Tuesday, November 6, 2018

Vision Quest and other Random Towers

Steve likes Selfies. Top of King of Pain

Steve came down to Moab before Halloween to indulge me in my desire to climb Vision Quest on the King of Pain in the Bridger Jacks. He was itching to do Jah Man, but since I've already done that one, and as he put it, "you refuse to repeat things", he unselfishly agreed on my chosen outing.

Vision Quest is 4 pitches and goes at 5.10+ with climbers using words like "physical" and "burly". Usually this means that there is quite a bit of OW or chimney's involved. We set off on on beautiful Friday morning to find out.

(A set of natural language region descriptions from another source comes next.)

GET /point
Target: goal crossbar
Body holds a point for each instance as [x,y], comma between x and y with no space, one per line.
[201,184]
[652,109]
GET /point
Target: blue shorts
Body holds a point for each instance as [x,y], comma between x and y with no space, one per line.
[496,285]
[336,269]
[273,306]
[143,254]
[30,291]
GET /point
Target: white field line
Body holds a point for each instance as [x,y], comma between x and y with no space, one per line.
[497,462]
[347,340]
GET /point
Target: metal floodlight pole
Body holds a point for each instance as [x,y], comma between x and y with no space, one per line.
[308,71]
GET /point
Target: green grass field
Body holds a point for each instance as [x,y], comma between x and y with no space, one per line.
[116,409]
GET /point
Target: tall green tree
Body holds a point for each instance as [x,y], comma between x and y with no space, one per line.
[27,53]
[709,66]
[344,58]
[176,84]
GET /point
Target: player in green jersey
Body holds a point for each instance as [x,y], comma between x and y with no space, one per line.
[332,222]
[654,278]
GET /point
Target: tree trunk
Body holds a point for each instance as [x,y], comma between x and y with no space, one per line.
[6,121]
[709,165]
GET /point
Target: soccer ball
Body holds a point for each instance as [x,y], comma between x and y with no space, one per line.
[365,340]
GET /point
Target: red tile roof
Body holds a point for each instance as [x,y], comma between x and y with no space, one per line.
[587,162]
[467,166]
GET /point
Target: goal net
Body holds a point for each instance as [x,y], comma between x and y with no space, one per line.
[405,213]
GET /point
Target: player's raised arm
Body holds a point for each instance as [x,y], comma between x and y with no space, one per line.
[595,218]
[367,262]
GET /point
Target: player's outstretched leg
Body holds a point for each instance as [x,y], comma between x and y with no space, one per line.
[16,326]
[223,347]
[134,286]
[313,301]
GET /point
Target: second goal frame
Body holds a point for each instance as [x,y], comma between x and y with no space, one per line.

Pitch one started out in a beautiful fingers corner, which sucked up all my .4's and .5's. A small roof followed by a short section where the #4 camalot came in handy led to a fun traverse and final handcrack to a small ledge. Fun pitch.
Starting up Pitch 1 

Steve traversing near the top of Pitch 1 

Steve led pitch 2, which was considered the psychological crux of the route, i.e it may be runout. A fun easy chimney led to a gorgeous big hands corner with good ledges, to the most feared portion of the route, a large slot that doesn't take good gear until you can slide inside it, a solid 10 feet. Steve clipped the slung block at the base, and began to lurch upwards, right side in, in true OW gruntfest style. He balked the first time, sliding back down to safety, but succeeded the second attempt after spending a few minutes obviously stressed out. I know the feeling. A fun handcrack brought him to the anchor. I found liebacking, like always, is a much easier and preferred technique for these sorts of difficulties.
Steve in the chimney off pitch 2 belay 

Spectacular corner to the evil slot 

Pitch 3 was short, an awkward start off the belay to a strenuous roof on perfect hands, albeit in a flare making it require more effort than a standard handcrack. Very fun with good gear, minus the start.
Weird start of pitch 3 

Steve pulling the crux roof of pitch 3 

Pitch 4 was the glory pitch. Steve struggled up the initial 20 foot flared #3 camalot corner before escaping out and up in between the towers and squeezing through to the other side. Extremely fun, well protected stemming between the towers on big ledges with one final heads up section led to the summit. Super good! Steve said it wasn't too heady, though the topout was likely the crux.
Flared corner on pitch 4 

Cool! Squeeze threw and stem up 

Selfie Steve on Pitch 4. Great shot looking down between the towers 
Topout after the last hard move. South summit of KOP behind 

The view was spectacular, and desert towers never disappoint. The first rap down into the notch between KOP and Bridger Jack Butte was a full 35m, which required Steve to do a short "jump downclimb" to obtain the next ledge. I elected to untie our safety knots in the rope, which gave me a bit extra rope to work with, negating the jumping schenanegans. The next two raps weren't so scary.
Summit! 

Does the rope reach? 

Plenty more towers in the desert, and the Bridger Jacks specifically, but nice to have this one checked off.

Brought the family along for another two short 1 pitch towers, Happy Turk and Devils Golf Ball, both fun with some desert trickery.